How, though? They have a magic beam weapon that detonates fissionable material, and the US has a pretty solid idea of where just about every major source of fissionable material is - unless the beam has a recharge timer of a long time, in which case using it indiscriminately is a monumentally stupid decision - how could a retaliatory strike be effectively launched? Even ballistic missile subs, which aren’t deployed in huge numbers like they used to be, are kept track of pretty well - and as I said, who’s hitting Sao Paolo?
Apparently the whole beam thing is an attempt to modernize the story and wasn’t in the original story anyway and wasn’t thought out all that well.

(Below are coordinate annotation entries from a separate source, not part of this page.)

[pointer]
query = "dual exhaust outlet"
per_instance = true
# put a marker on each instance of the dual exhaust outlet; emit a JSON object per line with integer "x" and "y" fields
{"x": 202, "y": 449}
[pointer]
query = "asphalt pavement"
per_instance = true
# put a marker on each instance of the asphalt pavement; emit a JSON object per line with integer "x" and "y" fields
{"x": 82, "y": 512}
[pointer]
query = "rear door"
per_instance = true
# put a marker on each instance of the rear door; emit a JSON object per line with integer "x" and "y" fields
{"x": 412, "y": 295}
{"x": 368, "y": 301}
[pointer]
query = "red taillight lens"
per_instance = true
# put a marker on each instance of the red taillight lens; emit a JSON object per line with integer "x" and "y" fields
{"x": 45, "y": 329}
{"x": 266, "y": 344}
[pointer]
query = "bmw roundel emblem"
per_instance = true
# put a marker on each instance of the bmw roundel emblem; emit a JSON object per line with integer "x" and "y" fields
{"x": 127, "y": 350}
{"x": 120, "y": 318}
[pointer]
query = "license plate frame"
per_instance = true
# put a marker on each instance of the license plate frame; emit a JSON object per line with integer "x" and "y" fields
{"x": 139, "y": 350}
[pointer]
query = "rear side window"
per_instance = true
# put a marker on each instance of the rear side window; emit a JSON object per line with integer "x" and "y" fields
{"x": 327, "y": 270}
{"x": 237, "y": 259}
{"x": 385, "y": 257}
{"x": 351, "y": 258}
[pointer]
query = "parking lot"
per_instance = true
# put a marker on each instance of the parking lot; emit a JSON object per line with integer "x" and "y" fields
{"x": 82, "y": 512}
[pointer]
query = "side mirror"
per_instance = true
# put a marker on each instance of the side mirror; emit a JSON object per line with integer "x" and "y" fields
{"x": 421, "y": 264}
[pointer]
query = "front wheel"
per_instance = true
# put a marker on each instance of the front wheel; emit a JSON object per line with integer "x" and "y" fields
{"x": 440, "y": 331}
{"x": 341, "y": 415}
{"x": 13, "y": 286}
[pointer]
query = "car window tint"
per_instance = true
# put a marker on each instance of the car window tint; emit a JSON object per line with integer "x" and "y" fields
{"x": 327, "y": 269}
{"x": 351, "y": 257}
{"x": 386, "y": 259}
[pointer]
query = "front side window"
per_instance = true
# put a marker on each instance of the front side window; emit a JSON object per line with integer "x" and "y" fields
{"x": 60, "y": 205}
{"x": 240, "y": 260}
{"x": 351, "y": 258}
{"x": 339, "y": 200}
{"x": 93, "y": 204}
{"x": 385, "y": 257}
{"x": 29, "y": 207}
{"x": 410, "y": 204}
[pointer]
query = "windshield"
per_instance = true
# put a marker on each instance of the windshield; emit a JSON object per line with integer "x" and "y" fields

I wanted to like the story - low budget, takes place almost entirely through dialog and a few images… coming from a sci fi story… that’s the sort of thing that, if done well, can prove you can make interesting TV without just making big budget special effects. Unfortunately it just become a pretty boring story.

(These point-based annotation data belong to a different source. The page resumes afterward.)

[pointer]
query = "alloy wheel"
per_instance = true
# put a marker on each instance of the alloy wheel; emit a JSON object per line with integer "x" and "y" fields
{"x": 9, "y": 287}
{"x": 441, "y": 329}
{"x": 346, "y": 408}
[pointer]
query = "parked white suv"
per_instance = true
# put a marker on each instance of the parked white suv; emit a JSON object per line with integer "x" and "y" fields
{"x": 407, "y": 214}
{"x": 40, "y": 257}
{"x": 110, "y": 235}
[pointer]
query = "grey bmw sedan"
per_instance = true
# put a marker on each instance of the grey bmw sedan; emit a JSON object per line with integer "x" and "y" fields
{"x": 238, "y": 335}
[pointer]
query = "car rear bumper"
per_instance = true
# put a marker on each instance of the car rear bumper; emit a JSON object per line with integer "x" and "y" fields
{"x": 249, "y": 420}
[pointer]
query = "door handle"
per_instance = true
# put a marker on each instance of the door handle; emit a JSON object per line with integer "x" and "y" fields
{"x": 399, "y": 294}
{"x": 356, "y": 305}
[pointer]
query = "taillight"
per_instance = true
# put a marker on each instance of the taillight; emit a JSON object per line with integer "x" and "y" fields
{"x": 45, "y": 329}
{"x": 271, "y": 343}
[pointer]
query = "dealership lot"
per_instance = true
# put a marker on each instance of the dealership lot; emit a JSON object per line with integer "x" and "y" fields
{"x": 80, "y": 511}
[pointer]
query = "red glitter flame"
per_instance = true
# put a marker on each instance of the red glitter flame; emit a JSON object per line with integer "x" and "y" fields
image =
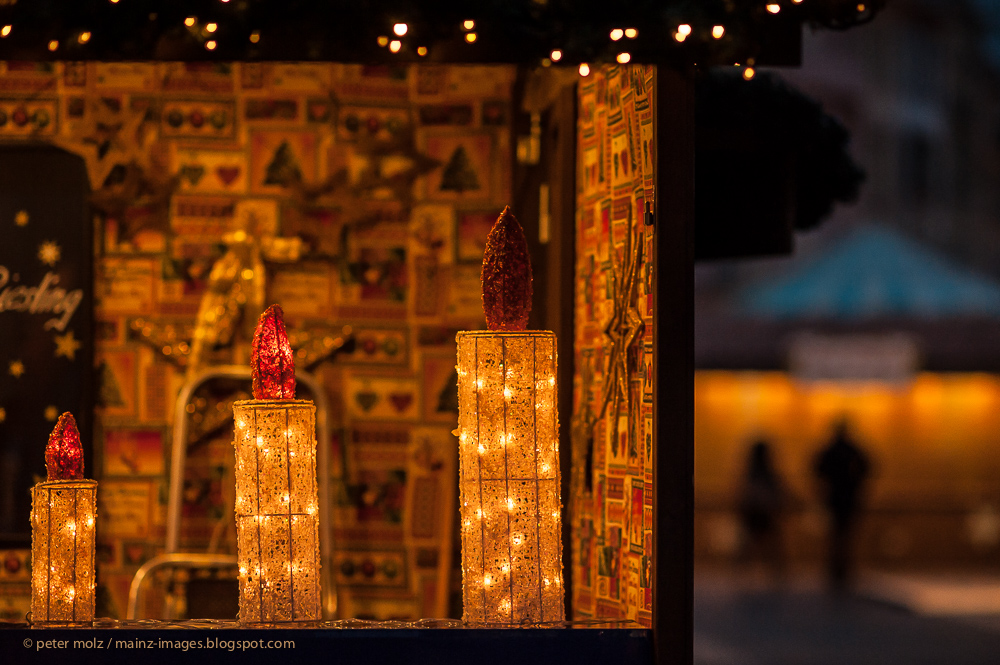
{"x": 271, "y": 360}
{"x": 64, "y": 454}
{"x": 506, "y": 275}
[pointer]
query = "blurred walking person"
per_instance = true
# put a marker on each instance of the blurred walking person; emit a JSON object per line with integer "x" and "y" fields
{"x": 761, "y": 504}
{"x": 842, "y": 468}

I never understood how no one could ever put good sci-fi on TV. There are so many good SF short stories that would be perfect to adapt to an hour long show, and yet shows that attempt this have always been pretty boring - picking the wrong stories, making the wrong changes to adapt them to screen, etc.
The timeline didn’t make sense. If he thinks it’s still 2007 and he’s 41, but lost 24 years of memory that makes it 2031, right? He said his children were what, 12 and under? Then wouldn’t they all be adults by the time of the One Minute War? She asked if she needed to show him the children, implying she was speaking of actual children. Were they his kids or grandkids?
You’re misunderstanding him. Major Judy Garland showed President Waterston the charred remains of his wife and then asked if he wanted to see the kids. In his mind, the kids are 11 and younger. If she showed him “the kids” she’d be showing him the remains of two adults. The corpses would be two and a half decades older than the children of his memory.
Ah, I see. I was thinking the one minute war took place in 2010, but in retrospect (the HMMWVs during that scene had regenerative brakes or something, indicating a bit more into the future) maybe I’m mixing it up with the date of the initial deployment of the system or something.
Even so, I don’t see a big problem with it. You can still refer to someone’s offspring as “your children” even when they’re adults.
Edit: Yeah, given that he moved into politics, and eventually to president, the one minute war must’ve taken place quite a while after I was thinking it did.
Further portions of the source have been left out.